To be honest, I’d never heard of Tony Alamo before. I seemed to remember the last part of his name, though. In any case, the earnest-looking evangelist warned loudly in the headline “Never Take the Mark of the Beast or You Will Be Eternally Sorry.” This was a cheerful way to greet the holiday season, but I decided to give him a hearing, or at least a brief reading. By the second short column I’d discovered his “Bible only” technique included interpolating [in brackets] his own reading of the Scriptures, but still enclosing them in the quotation marks. This is, categorically, not so different from preaching—the practice of making your followers believe that you have an inside line on what God meant to say in the Bible, but obviously didn’t spell out very clearly. This is the problem with all Bible literalists movements: they claim solely Bible [but only when interpreted their way]. Those who’ve found their windshields thus violated have grounds to be suspicious [if I understand this technique correctly].
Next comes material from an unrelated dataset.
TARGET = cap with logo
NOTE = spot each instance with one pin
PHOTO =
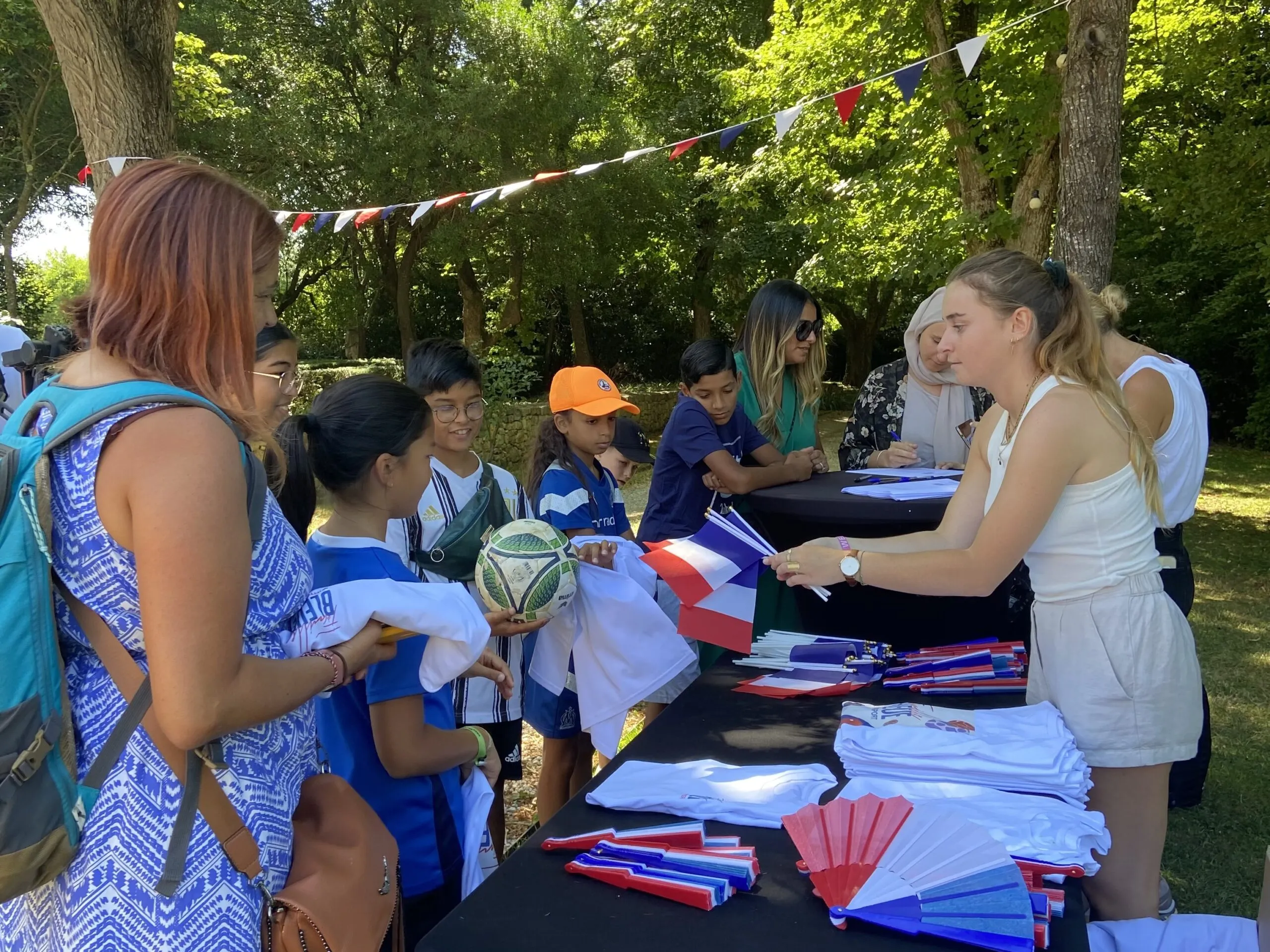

It turns out that Tony Alamo is currently in prison [one suspects the parallel to Paul of Tarsus, or at least Silas, has passed his mind] for ten counts of transporting children across state borders for illicit purposes. I’m not sure which Gospel condones child molestation [perhaps "suffer the little children to come unto me"], but from the Illinois State Pen he still reaches out to put his grubby flyers beneath the nation’s windshield wipers. He also seems to be terribly worried about the end of times. With a 175 year prison sentence, anybody would be [unless, of course, they’ve be persecuted for righteousness sake, in which case they are blessed—and that’s actually in the Bible]. So beware the paper that get wadded up beneath your wipers. Sometimes the Alamo is best forgotten.